Il est arrivé avec une gale sévère. La gale est une maladie grave de la peau
qui provoque des démangeaisons extrêmes et des éruptions cutanées. C’est
causé par un parasite qui creuse des tunnels sous la peau. Pour vous
débarrasser de cette maladie, vous devez laver tous vos vêtements et vos draps
de lit avec de l’eau à 60 degrés, vous laver, vous et votre famille, et obtenir
un traitement contre la gale. Cependant, les talibés vivent avec environ 50
autres garçons, il est donc impossible de traiter tout le monde. À Maison de
la Gare, nous donnions souvent de nouveaux vêtements aux garçons, car ils ne
lavent leurs vêtements qu’à l’eau froide. La première fois que j'ai rencontré
Babacar, je lui ai donné de nouveaux vêtements, mais le lendemain il ne les
portait pas. Je lui ai demandé pourquoi et il m'a répondu que le marabout les
avait pris. Malgré cela, Babacar semblait bien s’en tirer avec nos traitements.
Nous l'avons rencontré à plusieurs reprises dans les rues lors de notre visite.

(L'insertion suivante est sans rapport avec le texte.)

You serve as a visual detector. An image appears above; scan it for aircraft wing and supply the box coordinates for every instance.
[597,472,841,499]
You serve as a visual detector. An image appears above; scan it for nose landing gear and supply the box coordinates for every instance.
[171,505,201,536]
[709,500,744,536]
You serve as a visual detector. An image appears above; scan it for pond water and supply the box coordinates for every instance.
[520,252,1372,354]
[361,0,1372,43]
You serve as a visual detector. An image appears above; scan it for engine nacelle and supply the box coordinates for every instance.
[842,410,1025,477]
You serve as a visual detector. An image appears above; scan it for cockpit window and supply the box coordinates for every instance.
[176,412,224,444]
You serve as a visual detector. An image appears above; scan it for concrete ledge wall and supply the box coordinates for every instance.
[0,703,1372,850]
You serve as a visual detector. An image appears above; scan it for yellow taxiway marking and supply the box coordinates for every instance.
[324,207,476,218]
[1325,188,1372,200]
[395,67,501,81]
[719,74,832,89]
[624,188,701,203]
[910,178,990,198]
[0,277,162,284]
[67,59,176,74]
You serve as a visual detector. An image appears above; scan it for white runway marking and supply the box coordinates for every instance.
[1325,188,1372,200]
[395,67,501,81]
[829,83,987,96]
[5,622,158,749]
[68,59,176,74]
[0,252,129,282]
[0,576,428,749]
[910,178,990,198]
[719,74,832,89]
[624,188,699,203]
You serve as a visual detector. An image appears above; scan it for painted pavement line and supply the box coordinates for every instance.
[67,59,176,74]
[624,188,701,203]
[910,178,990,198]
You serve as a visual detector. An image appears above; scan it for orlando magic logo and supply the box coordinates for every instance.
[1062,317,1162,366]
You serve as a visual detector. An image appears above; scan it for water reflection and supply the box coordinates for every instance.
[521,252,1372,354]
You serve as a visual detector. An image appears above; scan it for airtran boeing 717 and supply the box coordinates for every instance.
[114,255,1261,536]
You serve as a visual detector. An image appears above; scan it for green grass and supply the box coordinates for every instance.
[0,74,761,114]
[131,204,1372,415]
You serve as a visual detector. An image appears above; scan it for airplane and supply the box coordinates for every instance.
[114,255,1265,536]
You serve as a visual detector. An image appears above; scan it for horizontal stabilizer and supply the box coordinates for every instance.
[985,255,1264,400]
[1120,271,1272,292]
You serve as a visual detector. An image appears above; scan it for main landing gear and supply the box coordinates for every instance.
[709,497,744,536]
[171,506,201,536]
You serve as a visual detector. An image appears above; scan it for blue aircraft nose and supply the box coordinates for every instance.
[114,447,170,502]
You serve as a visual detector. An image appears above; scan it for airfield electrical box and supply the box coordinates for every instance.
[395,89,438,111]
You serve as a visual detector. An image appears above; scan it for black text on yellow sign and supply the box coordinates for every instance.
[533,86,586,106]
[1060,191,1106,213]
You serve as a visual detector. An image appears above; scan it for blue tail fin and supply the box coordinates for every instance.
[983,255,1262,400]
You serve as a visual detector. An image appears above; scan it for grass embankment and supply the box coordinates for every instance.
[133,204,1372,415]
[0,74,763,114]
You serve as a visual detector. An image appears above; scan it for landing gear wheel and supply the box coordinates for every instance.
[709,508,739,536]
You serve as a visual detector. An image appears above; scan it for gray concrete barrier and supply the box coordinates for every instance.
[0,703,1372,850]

Il était toujours souriant et venait nous serrer la main. Une fois, un de ses
amis est également venu et m'a appelé le père Noël.
De Mari, volontaire
J'ai vécu et appris énormément au cours de mes deux mois en tant qu'infirmière
volontaire à Maison de la Gare. Surtout, je me souviendrai toujours des beaux
garçons et des membres du personnel que j'ai
rencontrés au centre.
Ma sœur a décrit certains des problèmes auxquels on est confronté en tant que
Norvégienne à Saint-Louis. Les deux derniers mois n’ont pas été faciles, mais
j’en ai appris plus que je ne pouvais l’espérer. Je suis vraiment fière de
faire partie de l'équipe de Maison de la Gare et je continuerai à soutenir leur
vision.
Les Sénégalais m'ont appris à partager, à profiter au maximum de ce qu’on a,
à prendre soin des gens que l’on aime et à se donner de son temps. Je ne
perdrai jamais cela. Je retourne en Norvège avec une nouvelle vision de
ma vie future et de mon vécu avant cette expérience. Je suis reconnaissant
d’être né dans l’un des pays les plus développés du monde, où les hommes et
les femmes ont les mêmes emplois. Nous devons soutenir les régions du monde
en voie de développement. Les talibés méritent et ils ont droit à un avenir
meilleur. Merci Maison de la Gare, de nous aider à aider ces enfants talibés.
Nous n'arrêterons jamais de faire cela.